Stott W T, Young J T, Calhoun L L, Battjes J E
Mammalian and Environmental Toxicology Research Laboratory, Dow Chemical Company, Midland, Michigan 48674.
Fundam Appl Toxicol. 1988 Aug;11(2):207-20. doi: 10.1016/0272-0590(88)90145-5.
In order to provide a comprehensive subchronic inhalation toxicity study of the soil fumigant, technical grade 1,3-dichloropropene (DCPT), male and female Fischer 344 rats and B6C3F1 mice were exposed to 0, 10, 30, 90, or 150 ppm DCPT vapors 6 hr/day, 5 days/week for 13 weeks. The primary target tissues of inhaled DCPT were identified as the nasal mucosa of both sexes of rats and mice, and the urinary bladder of female mice. In addition, depressed growth rates of all animals exposed to 90 or 150 ppm DCPT (up to 20% in rats and 12% in mice) resulted in a variety of alterations in hematologic and clinical chemistry parameters, and changes in organ weights relative to controls. Nasal mucosal effects consisted of a dose-related slight degenerative effect of nasal olfactory epithelium or a mild hyperplasia of the respiratory epithelium or both in all animals exposed to 90 or 150 ppm and 2 of 10 male rats exposed to 30 ppm DCPT. Some focal areas of respiratory metaplasia were also noted in high exposure group mice. Urinary bladder effects consisted of a diffuse, moderate hyperplasia of the transitional epithelium in female mice exposed to 90 or 150 ppm DCPT. No treatment-related effects were observed in rats or mice exposed to 10 ppm DCPT vapors.

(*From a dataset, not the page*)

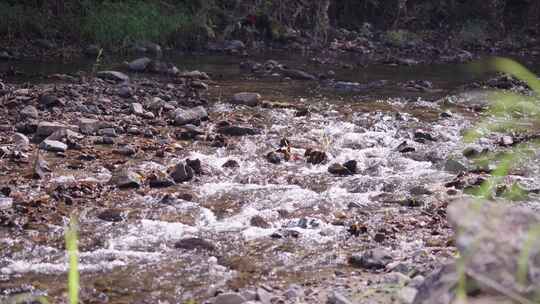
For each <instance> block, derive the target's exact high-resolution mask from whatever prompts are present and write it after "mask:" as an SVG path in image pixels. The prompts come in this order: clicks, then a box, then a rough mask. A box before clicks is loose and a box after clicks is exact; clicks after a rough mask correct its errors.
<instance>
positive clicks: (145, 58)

为了对土壤熏蒸剂工业级1,3 - 二氯丙烯(DCPT)进行全面的亚慢性吸入毒性研究,将雄性和雌性Fischer 344大鼠以及B6C3F1小鼠,每天暴露于0、10、30、90或150 ppm的DCPT蒸气中6小时,每周5天,持续13周。吸入DCPT的主要靶组织被确定为大鼠和小鼠两性的鼻粘膜以及雌性小鼠的膀胱。此外,所有暴露于90或150 ppm DCPT的动物(大鼠高达20%,小鼠高达12%)生长速率降低,导致血液学和临床化学参数出现各种改变,以及器官重量相对于对照组发生变化。鼻粘膜效应包括在所有暴露于90或150 ppm的动物以及10只暴露于30 ppm DCPT的雄性大鼠中的2只中,鼻嗅觉上皮出现与剂量相关的轻微退行性效应或呼吸上皮轻度增生或两者皆有。在高暴露组小鼠中还观察到一些局灶性呼吸化生区域。膀胱效应包括暴露于90或150 ppm DCPT的雌性小鼠中移行上皮的弥漫性、中度增生。暴露于10 ppm DCPT蒸气的大鼠或小鼠未观察到与处理相关的效应。